Thanks to KVM, and to the minimal hardware support (no PCI, no ACPI, etc), Firecracker's source is rather simple and even relatively readable for non-experts.
Firecracker's source is rather simple and even relatively readable for non-experts.
... as long as they're experienced at writing Rust. As a Rust newbie it took me a long time to figure out simple things like "where is foo implemented", due to the twisty maze of crates and uses directives.
I totally get why this code is written in Rust, but it would have made my life much easier if it were written in C. ;-)
> it took me a long time to figure out simple things like "where is foo implemented"
Out of curiosity, what development setup do you use?
I imagine that with vanilla EMacs or vanilla Vim you’d have to do quite a bit of spelunking to answer that sort of question.
With a full-blown IDE like for example JetBrains CLion with Rust plug-in installed, it is most of the time a matter of right-click -> go to definition / go to type declaration. (Although heavy use of Rust macros can in some cases confuse the system and make it unable to resolve definitions/declarations.)
And with JetBrains CLion you still have Vim keybindings available as a plug-in.
I switched from Vim to CLion + plug-ins years ago and haven’t looked back since. (Vanilla Vim is still on my servers though so that when I ssh in and want to edit some config files or whatever I can do so in the terminal.)
My development environment for this was mostly "nano in an SSH session". (Among other reasons, I can't even build Firecracker locally.) For FreeBSD work that's just fine since grep can find things for me. It didn't work so well for Firecracker.

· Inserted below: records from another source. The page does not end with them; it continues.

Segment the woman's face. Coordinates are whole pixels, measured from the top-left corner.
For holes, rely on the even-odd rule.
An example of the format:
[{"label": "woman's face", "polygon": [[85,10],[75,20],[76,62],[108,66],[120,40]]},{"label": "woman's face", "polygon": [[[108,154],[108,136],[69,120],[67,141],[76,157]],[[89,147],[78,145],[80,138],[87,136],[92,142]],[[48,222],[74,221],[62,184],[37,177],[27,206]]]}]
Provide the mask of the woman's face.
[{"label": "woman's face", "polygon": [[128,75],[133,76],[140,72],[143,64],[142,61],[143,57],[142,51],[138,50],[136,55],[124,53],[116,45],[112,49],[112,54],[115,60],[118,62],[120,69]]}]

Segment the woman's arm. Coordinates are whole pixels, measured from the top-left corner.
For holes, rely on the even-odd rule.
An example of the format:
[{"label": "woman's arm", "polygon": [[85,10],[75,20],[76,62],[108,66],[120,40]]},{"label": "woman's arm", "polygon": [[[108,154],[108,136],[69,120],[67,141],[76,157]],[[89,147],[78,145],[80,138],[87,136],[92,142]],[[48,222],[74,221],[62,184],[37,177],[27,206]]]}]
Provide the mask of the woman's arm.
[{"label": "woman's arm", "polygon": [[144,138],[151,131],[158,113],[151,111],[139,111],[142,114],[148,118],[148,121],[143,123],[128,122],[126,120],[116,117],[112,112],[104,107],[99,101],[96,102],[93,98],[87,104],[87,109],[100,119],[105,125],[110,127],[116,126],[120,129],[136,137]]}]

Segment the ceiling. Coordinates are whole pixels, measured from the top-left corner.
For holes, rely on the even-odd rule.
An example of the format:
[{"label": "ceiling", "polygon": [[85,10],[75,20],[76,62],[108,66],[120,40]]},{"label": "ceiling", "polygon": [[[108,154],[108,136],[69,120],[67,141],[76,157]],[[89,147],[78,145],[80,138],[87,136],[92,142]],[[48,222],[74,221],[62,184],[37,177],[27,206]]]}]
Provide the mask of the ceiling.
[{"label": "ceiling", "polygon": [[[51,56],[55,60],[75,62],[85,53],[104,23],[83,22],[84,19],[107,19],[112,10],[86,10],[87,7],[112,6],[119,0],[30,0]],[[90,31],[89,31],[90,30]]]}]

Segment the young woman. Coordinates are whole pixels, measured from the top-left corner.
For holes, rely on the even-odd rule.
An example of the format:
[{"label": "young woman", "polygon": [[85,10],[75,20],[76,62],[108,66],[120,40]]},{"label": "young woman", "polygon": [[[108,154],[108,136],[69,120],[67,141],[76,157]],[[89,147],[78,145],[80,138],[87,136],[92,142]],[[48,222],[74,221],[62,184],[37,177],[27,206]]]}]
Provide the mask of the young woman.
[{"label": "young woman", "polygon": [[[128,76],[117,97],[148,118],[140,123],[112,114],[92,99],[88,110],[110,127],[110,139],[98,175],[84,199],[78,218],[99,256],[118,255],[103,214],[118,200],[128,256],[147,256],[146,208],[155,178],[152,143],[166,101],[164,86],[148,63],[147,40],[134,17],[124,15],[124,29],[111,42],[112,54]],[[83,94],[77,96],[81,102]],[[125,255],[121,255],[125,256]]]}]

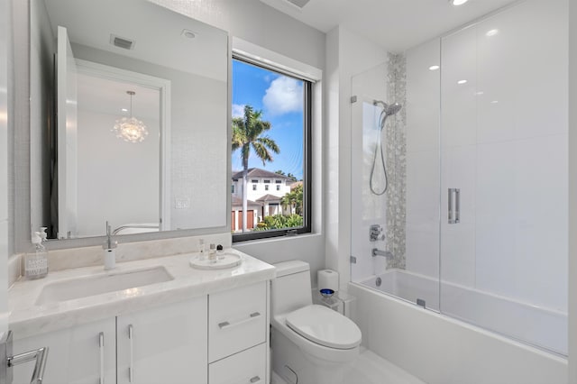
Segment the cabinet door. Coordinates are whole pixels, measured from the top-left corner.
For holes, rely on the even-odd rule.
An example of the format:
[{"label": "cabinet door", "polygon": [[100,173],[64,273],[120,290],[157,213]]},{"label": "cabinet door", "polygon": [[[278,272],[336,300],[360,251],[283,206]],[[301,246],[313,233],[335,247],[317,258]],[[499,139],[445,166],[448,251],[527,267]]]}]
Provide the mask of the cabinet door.
[{"label": "cabinet door", "polygon": [[[43,384],[116,382],[114,318],[15,340],[14,352],[49,347]],[[28,384],[34,362],[14,367],[14,384]]]},{"label": "cabinet door", "polygon": [[206,384],[206,297],[116,319],[118,384]]},{"label": "cabinet door", "polygon": [[208,301],[210,362],[266,341],[269,329],[265,282],[212,294]]},{"label": "cabinet door", "polygon": [[208,367],[210,384],[264,384],[267,343],[215,361]]}]

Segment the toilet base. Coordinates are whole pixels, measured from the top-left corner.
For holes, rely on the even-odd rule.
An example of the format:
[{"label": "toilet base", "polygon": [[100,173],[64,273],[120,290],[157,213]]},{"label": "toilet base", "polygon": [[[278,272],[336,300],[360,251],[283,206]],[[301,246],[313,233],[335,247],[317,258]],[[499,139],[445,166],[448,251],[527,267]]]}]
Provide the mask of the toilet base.
[{"label": "toilet base", "polygon": [[345,384],[344,371],[350,362],[334,362],[307,353],[272,327],[272,370],[287,384]]}]

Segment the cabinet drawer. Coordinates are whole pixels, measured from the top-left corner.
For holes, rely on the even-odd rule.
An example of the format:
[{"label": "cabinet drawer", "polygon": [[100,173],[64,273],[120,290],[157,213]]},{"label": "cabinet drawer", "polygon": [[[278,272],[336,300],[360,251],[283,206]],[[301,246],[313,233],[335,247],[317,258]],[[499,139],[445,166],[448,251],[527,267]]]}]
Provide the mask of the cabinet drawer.
[{"label": "cabinet drawer", "polygon": [[209,384],[264,384],[266,343],[208,366]]},{"label": "cabinet drawer", "polygon": [[208,361],[264,343],[266,282],[208,296]]}]

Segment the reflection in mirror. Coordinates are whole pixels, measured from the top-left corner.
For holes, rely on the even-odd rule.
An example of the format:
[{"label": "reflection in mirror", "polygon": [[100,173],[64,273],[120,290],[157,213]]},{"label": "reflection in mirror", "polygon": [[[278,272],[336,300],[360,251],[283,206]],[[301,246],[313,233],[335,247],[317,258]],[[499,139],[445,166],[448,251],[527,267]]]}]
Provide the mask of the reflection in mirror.
[{"label": "reflection in mirror", "polygon": [[227,74],[226,32],[147,1],[31,0],[32,227],[224,227]]}]

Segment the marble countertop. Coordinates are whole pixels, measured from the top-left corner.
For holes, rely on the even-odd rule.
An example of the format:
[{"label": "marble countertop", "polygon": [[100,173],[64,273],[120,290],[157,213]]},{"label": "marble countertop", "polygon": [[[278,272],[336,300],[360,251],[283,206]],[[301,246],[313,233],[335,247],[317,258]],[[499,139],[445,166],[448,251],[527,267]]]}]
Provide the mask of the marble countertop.
[{"label": "marble countertop", "polygon": [[[93,266],[50,272],[46,278],[35,280],[20,279],[8,290],[9,327],[14,339],[22,339],[275,278],[273,266],[234,249],[225,251],[238,254],[243,260],[241,265],[226,270],[196,270],[188,264],[190,258],[198,255],[193,252],[117,263],[116,268],[108,271],[103,266]],[[157,266],[163,266],[174,279],[76,299],[36,304],[43,288],[51,283]]]}]

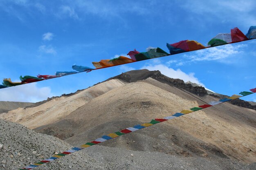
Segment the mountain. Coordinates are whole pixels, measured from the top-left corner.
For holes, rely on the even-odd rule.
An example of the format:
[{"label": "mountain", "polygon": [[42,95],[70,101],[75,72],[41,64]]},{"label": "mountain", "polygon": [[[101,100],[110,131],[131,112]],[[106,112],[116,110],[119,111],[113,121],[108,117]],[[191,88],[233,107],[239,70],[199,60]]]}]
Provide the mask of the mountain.
[{"label": "mountain", "polygon": [[[72,95],[3,113],[0,117],[79,146],[151,119],[218,100],[218,97],[208,95],[203,87],[144,69],[122,73]],[[231,161],[253,163],[256,161],[256,115],[253,109],[226,102],[99,145],[114,148],[107,148],[108,150],[141,152],[156,157],[161,152],[204,161],[221,160],[222,166]]]},{"label": "mountain", "polygon": [[[203,86],[202,85],[200,85],[199,84],[198,84],[197,83],[193,83],[193,82],[191,82],[190,81],[186,82],[186,83],[185,83],[185,84],[190,84],[193,87],[203,87]],[[214,92],[214,91],[213,91],[212,90],[209,89],[208,89],[207,88],[206,88],[205,87],[204,87],[204,89],[207,91],[207,93],[208,95],[216,93],[215,92]]]},{"label": "mountain", "polygon": [[8,111],[32,106],[34,103],[0,101],[0,114]]},{"label": "mountain", "polygon": [[[16,170],[50,157],[72,147],[55,137],[35,132],[25,126],[0,119],[0,169]],[[149,157],[148,155],[150,155]],[[153,160],[152,157],[154,158]],[[186,162],[186,163],[184,163]],[[164,153],[139,152],[93,146],[36,167],[38,170],[161,169],[251,170],[254,164],[236,161],[179,157]]]}]

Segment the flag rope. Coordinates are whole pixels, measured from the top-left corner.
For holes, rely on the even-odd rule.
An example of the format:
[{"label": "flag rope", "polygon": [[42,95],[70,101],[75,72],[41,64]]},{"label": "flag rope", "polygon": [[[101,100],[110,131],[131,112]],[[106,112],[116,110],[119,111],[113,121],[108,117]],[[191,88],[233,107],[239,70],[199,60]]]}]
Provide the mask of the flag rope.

Figuring out how to get all the crate source code extracted was the first step, yes. But when after that, the object oriented nature meant that there were often many different foo functions, so I had to dig through the code to figure out what type of object I was dealing with and which type each of the different foo implementations dealt with.
Whereas in FreeBSD I just grep for ^foo and the one and only line returned is where foo is implemented -- because if there's different versions of foo, they have different names.
Namespaces sound good in principle but they impose a mental load of "developers need to know what namespace they're currently in" -- which is fine for the original developer but much harder for someone jumping into the code for the first time.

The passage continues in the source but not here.